はじめに
SG100はトラクタ等の農機に対して自動操舵およびガイダンス機能を提供するシステムである。当社はこれまでも30年以上にわたり、衛星測位および地理空間情報を高度に活用できる社会を目指し、精度の高い衛星測位技術とサービスを提供してきた。
SG100はこれらの技術・実績を活かし、熟練を要するトラクタの操舵を自動化し、未熟練者であっても効率的かつ高精度な農作業を実現する。
また、国産製品であることを活かし日本の農業に重点を置き、カンタン・ラクラク・シッカリと農作業ができるシステムを目指した。
SG100開発の経緯
GNSSは船舶の航行技術をルーツとしていることから、当社では30年以上前からGNSSに関する研究やシステム開発を行っている。主要な実績としては国土地理院連続観測システムの構築・保守・運用に関するものであるが(図1)、各官公庁や民間企業向けのGNSSシステムについても多数の実績を有する。
こうした事業背景から、近年ではGNSS技術を活用したトラクタの自動化に関連する実証事業に参画する機会があり、今後の日本の農業のためにはGNSS技術等を活用したスマート農業のさらなる普及が不可欠であると考え、自社においてもGNSSガイダンス端末(SG100)の開発を開始した(図2、3)。
SG100の特長、優位性
当社のSG100はGNSSガイダンスとしては後発製品であるが、次の特長を有する。
1)自社開発の国産製品
これまでのGNSSガイダンス製品の多くは海外製であったが、SG100は自社開発の国産製品として、日本の農作業での使いやすさを重視した。
たとえば操作画面についても極力シンプルなものとし画面遷移についても多階層にならないように開発した(図4、5)。また操舵に関するチューニング設定やセンサ類のキャリブレーションについても平易な操作・手順で実施できるように配慮した。
2)安定した直進性能
GNSS測位の方式を(自動操舵付きGNSSガイダンスでも広く採用されている)RTK方式を用いた場合、位置精度は水平方向で2~3 cmを実現することができるが、あくまでも位置であり農機の方向を得ることはできない。
この課題の解決方法としては、GNSSと加速度センサ等を併用し、かつ農機を一定距離走行することで方向を得る方法があるが、この方法の問題点は一定距離を走行する必要があることに加えて、低速走行の場合は方向精度が安定しない可能性がある。

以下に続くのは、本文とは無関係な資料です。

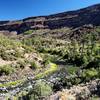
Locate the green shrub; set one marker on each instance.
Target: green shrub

SG100では2台のアンテナを採用することで停止時であってもより正確に農機の方向を得ることができるため、前述の課題に対して優位性がある。
3)カスタマイズ性
SG100はオペレーティングシステム(OS)としてWindows10 IoTを採用している。これによりSG100は高い拡張性とカスタマイズ性を有しており、スマート農業で今後期待されているセンシングデータや営農管理などの農業データとの連携についても柔軟に対応が可能である。
ユーザメリット
SG100導入によるメリットについては、以下の5点が挙げられる。
①熟練者不足対策
従来では、トラクタ操作の熟練者しかできなかった農作業について、若者や女性および高齢農業者が熟練者と同等の作業精度で作業ができる。また、高精度作業の実現は投入資材等の効率利用にも効果があるため、コスト低減に関しても期待ができる。
②作業負荷軽減
熟練者であっても、広い圃場でのトラクタの直進操作は作業負荷が大きいが、GNSSガイダンスを使用することでトラクタの操舵が自動化されることで作業負荷軽減に効果を発揮する。
また、オペレーターが作業機の操作が基本不要になるため、作業機の動作状況の確認作業に当たることができることから、人員削減も期待できる。
③1人あたりの作業面積の拡大
農業従事者の減少する中で、1人あたりの作業面積拡大の必要性が高まっている。GNSSガイダンスを始めとした農機自動化製品はこの課題解決のためには必須の製品と言える。
④夜間での農作業
GNSSガイダンスを利用することで、夜間での農作業を実現する。これにより熱中症対策やさらなる作業効率化が可能。また、大雨・台風等の異常気象に対する事前対策などにも効果が期待できる。
⑤従来の農機の利活用
今後は自動運転トラクタの普及が進むと見込まれているが、買い替えには初期の費用負担が大きいため、ユーザがすでに所有するトラクタの利活用も重要であると考える。SG100は従来のトラクタ・農機に取付けが可能(※要相談)であるため、比較的低コストにて前述のユーザメリットを実現する。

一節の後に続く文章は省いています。